Invited Speaker
Prof. Camillo Porcaro

Prof. Camillo Porcaro

Institute of Cognitive Sciences and Technologies (ISTC) – National Research Council (CNR), Rome, Italy
Speech Title: A functional source separation algorithm to enhance error-related potentials monitoring in noninvasive brain-computer interface

Abstract: An Error related Potential (ErrP) can be noninvasively and directly measured from the scalp through electroencephalography (EEG), as response, when a person realizes they are making an error during a task (as a consequence of a cognitive error performed from the user). It has been shown that ErrPs can be automatically detected with time-discrete feedback tasks, which are widely applied in the Brain-Computer Interface (BCI) field for error correction or adaptation. In this work, a semi-supervised algorithm, namely the Functional Source Separation (FSS), is proposed to estimate a spatial filter for learning the ErrPs and to enhance the evoked potentials. EEG data recorded on six subjects were used to evaluate the proposed method based on FFS algorithm in comparison with the xDAWN algorithm. FSS- and xDAWN-based methods were compared also to the Cz and FCz single channel. The single-trial classification was considered to evaluate the performances of the approaches. (Both the approaches were evaluated on the single-trial classification of EEGs.) The results presented using the Bayesian Linear Discriminant Analysis (BLDA) classifier, show that FSS (accuracy 0.92, sensitivity 0.95, specificity 0.81, F1-score 0.95) overcomes the other methods (Cz - accuracy 0.72, sensitivity 0.74, specificity 0.63, F1-score 0.74; FCz - accuracy 0.72, sensitivity 0.75, specificity 0.61, F1-score 0.75; xDAWN - accuracy 0.75, sensitivity 0.79, specificity 0.61, F1-score 0.79) in terms of single-trial classification. The proposed FSS-based method increases the single-trial detection accuracy of ErrPs to both single-channel (Cz, FCz) and xDAWN spatial filters.

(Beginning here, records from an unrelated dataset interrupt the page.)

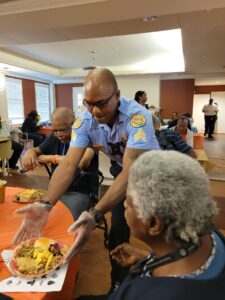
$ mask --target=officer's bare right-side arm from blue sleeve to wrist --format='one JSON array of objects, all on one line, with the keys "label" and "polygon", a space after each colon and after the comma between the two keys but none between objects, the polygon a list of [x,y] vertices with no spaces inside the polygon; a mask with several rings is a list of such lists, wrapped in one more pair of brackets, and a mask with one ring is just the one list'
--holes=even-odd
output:
[{"label": "officer's bare right-side arm from blue sleeve to wrist", "polygon": [[144,152],[144,150],[126,148],[123,156],[123,170],[96,205],[96,208],[98,210],[105,213],[125,198],[130,166],[135,161],[135,159]]}]

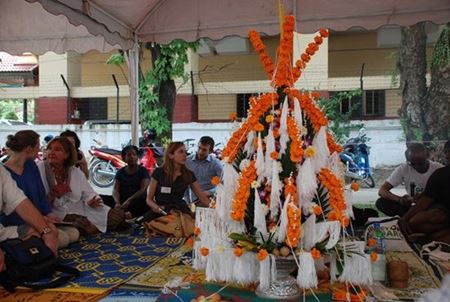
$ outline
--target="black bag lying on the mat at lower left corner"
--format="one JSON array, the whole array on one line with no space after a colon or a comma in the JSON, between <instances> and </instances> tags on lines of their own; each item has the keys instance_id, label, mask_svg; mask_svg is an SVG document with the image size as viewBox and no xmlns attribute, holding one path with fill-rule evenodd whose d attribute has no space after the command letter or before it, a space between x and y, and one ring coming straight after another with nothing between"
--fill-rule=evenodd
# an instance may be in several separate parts
<instances>
[{"instance_id":1,"label":"black bag lying on the mat at lower left corner","mask_svg":"<svg viewBox=\"0 0 450 302\"><path fill-rule=\"evenodd\" d=\"M0 248L6 265L6 271L0 273L0 285L9 292L14 292L17 286L54 288L80 275L76 268L62 265L41 238L9 239L1 242ZM55 272L64 275L53 278Z\"/></svg>"}]
</instances>

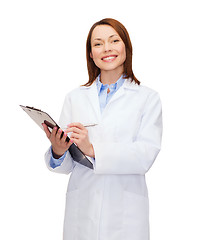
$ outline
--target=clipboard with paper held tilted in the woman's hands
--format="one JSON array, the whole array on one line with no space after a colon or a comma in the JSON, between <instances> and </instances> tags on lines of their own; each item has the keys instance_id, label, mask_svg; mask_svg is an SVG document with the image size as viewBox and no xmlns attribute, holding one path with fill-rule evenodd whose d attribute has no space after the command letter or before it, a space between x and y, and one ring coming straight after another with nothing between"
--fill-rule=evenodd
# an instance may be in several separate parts
<instances>
[{"instance_id":1,"label":"clipboard with paper held tilted in the woman's hands","mask_svg":"<svg viewBox=\"0 0 201 240\"><path fill-rule=\"evenodd\" d=\"M32 120L44 131L42 123L45 123L50 132L54 127L59 129L58 124L50 117L50 115L46 112L41 111L40 109L29 107L29 106L22 106L20 107L32 118ZM64 132L62 132L61 137L63 136ZM69 142L70 138L67 136L66 141ZM86 157L86 155L73 143L69 147L68 151L71 154L71 157L74 161L93 169L92 162Z\"/></svg>"}]
</instances>

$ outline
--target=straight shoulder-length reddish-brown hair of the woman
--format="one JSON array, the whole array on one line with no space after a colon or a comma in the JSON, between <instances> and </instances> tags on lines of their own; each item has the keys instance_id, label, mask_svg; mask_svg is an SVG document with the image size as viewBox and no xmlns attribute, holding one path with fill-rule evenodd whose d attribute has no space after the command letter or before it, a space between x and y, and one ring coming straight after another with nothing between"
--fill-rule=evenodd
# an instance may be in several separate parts
<instances>
[{"instance_id":1,"label":"straight shoulder-length reddish-brown hair of the woman","mask_svg":"<svg viewBox=\"0 0 201 240\"><path fill-rule=\"evenodd\" d=\"M133 74L132 70L132 44L129 37L129 34L126 30L126 28L117 20L112 18L105 18L98 22L96 22L90 29L88 37L87 37L87 43L86 43L86 57L87 57L87 69L89 74L89 81L84 84L84 86L90 86L94 80L97 78L97 76L100 74L100 69L95 65L93 59L90 57L91 53L91 36L94 28L98 25L109 25L119 34L121 39L123 40L126 48L126 60L124 62L124 78L130 78L131 82L135 81L138 85L140 85L140 81L137 80L135 75Z\"/></svg>"}]
</instances>

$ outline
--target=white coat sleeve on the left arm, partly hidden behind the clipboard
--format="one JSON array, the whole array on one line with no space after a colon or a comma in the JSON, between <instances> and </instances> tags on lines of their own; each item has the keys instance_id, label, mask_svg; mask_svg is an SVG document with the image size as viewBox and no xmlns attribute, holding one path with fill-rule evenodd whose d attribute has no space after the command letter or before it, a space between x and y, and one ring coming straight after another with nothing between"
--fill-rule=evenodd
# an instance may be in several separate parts
<instances>
[{"instance_id":1,"label":"white coat sleeve on the left arm, partly hidden behind the clipboard","mask_svg":"<svg viewBox=\"0 0 201 240\"><path fill-rule=\"evenodd\" d=\"M65 130L69 123L71 123L71 103L70 103L70 98L67 95L65 98L64 104L63 104L62 111L61 111L61 115L60 115L60 119L59 119L59 126L61 127L61 129ZM50 147L45 154L45 162L46 162L48 169L52 172L69 174L75 166L75 163L74 163L69 151L67 151L67 154L66 154L63 162L58 167L52 168L50 166L51 157L52 157L52 153L51 153L51 147Z\"/></svg>"}]
</instances>

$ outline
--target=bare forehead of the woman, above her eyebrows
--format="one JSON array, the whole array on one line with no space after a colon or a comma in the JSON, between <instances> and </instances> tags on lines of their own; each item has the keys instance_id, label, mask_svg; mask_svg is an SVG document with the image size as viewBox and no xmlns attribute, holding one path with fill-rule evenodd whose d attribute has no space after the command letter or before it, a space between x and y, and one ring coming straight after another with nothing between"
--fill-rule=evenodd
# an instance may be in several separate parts
<instances>
[{"instance_id":1,"label":"bare forehead of the woman, above her eyebrows","mask_svg":"<svg viewBox=\"0 0 201 240\"><path fill-rule=\"evenodd\" d=\"M112 35L117 35L119 34L116 32L116 30L109 26L109 25L98 25L94 28L92 35L91 35L91 41L97 39L107 39L111 37Z\"/></svg>"}]
</instances>

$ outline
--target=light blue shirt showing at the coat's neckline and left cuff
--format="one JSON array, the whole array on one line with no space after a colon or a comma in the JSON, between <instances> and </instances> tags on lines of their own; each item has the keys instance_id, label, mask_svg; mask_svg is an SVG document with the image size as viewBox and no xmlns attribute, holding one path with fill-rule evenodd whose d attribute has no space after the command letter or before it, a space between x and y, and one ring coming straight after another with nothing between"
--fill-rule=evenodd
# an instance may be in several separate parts
<instances>
[{"instance_id":1,"label":"light blue shirt showing at the coat's neckline and left cuff","mask_svg":"<svg viewBox=\"0 0 201 240\"><path fill-rule=\"evenodd\" d=\"M98 91L98 97L99 97L99 103L100 103L100 110L101 113L103 112L105 106L108 104L108 102L110 101L110 99L112 98L112 96L118 91L118 89L123 85L125 79L123 78L123 75L118 79L118 81L116 83L113 84L105 84L103 85L100 81L100 75L97 77L96 79L96 86L97 86L97 91ZM109 93L107 93L108 88L110 90ZM51 157L50 160L50 166L52 168L58 167L61 165L61 163L63 162L66 153L64 153L64 155L62 157L60 157L59 159L55 159L53 158L53 156Z\"/></svg>"}]
</instances>

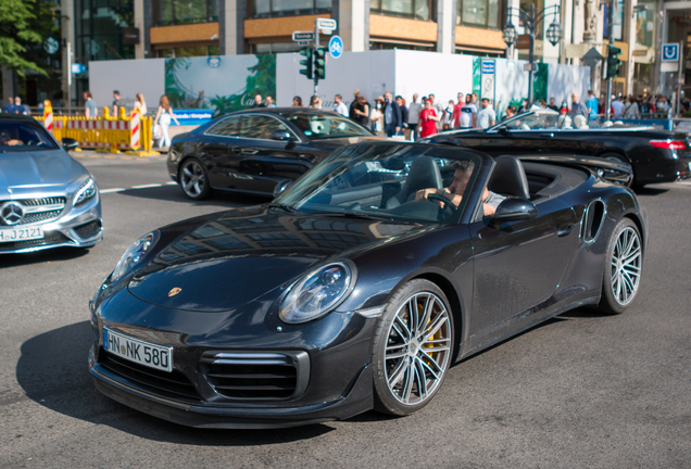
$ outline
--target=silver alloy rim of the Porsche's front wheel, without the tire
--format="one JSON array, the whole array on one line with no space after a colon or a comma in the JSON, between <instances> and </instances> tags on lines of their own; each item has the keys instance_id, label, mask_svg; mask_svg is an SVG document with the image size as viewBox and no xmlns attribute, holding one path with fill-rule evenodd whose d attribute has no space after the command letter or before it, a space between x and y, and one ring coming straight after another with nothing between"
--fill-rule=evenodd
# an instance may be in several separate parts
<instances>
[{"instance_id":1,"label":"silver alloy rim of the Porsche's front wheel, without the tire","mask_svg":"<svg viewBox=\"0 0 691 469\"><path fill-rule=\"evenodd\" d=\"M384 353L385 378L391 395L417 405L435 394L451 357L451 322L434 293L410 296L389 326Z\"/></svg>"}]
</instances>

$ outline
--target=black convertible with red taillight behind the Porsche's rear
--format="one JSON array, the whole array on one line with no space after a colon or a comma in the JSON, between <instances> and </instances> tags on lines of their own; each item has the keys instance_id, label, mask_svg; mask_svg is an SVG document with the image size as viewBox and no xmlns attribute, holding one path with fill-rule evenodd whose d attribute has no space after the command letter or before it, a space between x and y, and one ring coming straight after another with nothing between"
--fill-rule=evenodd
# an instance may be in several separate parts
<instances>
[{"instance_id":1,"label":"black convertible with red taillight behind the Porsche's rear","mask_svg":"<svg viewBox=\"0 0 691 469\"><path fill-rule=\"evenodd\" d=\"M428 139L497 156L585 155L624 162L633 169L632 186L691 178L691 140L687 134L644 126L580 127L544 109L518 114L488 129L453 130Z\"/></svg>"}]
</instances>

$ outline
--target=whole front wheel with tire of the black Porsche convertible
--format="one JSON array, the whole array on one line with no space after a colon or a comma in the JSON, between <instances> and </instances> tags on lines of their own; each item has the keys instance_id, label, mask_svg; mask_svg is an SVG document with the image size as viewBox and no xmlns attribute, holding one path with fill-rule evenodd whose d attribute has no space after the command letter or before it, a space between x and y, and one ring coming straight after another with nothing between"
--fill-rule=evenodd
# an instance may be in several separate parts
<instances>
[{"instance_id":1,"label":"whole front wheel with tire of the black Porsche convertible","mask_svg":"<svg viewBox=\"0 0 691 469\"><path fill-rule=\"evenodd\" d=\"M405 416L429 404L447 377L453 339L453 315L441 289L424 279L403 284L375 333L375 409Z\"/></svg>"}]
</instances>

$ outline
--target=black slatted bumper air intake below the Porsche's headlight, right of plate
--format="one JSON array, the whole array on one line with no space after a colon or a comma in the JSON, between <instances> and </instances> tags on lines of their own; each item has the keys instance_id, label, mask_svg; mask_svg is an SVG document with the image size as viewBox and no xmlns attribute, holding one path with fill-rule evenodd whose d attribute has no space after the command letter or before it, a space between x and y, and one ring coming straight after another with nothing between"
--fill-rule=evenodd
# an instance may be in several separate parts
<instances>
[{"instance_id":1,"label":"black slatted bumper air intake below the Porsche's headlight, right of plate","mask_svg":"<svg viewBox=\"0 0 691 469\"><path fill-rule=\"evenodd\" d=\"M233 400L294 398L310 380L306 352L204 352L199 365L213 389Z\"/></svg>"}]
</instances>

Biography: Prof. Porcaro is a computational neuroscientist with an interest in the development of novel analysis methods to extract information from non-invasive measures of brain activity. After a Ph.D. in Neuroimaging, at the University of Chieti (Italy) in 2008, he moved to the University of Birmingham for a post-doc on multimodal brain imaging. In 2011, he joined the Institute of Neuroscience, Newcastle University, after being awarded a highly competitive independent research position. In 2012, Prof. Porcaro moved back to Italy, where he currently holds an Independent Research Position at the Institute of Cognitive Sciences and Technologies (ISTC) – National Research Council (CNR), Rome, Italy. In 2014 and 2015, he was invited as Visiting Professor at the Neural Control of Movement Lab, Department of Health Sciences and Technologies ETH, Zurich, Switzerland. From 2016 to 2020, he has also been Visiting Professor at the Department of Human Kinesiology, Movement Control & Neuroplasticity Research Group, KU Leuven, Belgium. Since 2015, Prof. Porcaro is Adjunct Professor at Department of Information Engineering – Università Politecnica delle Marche, Ancona.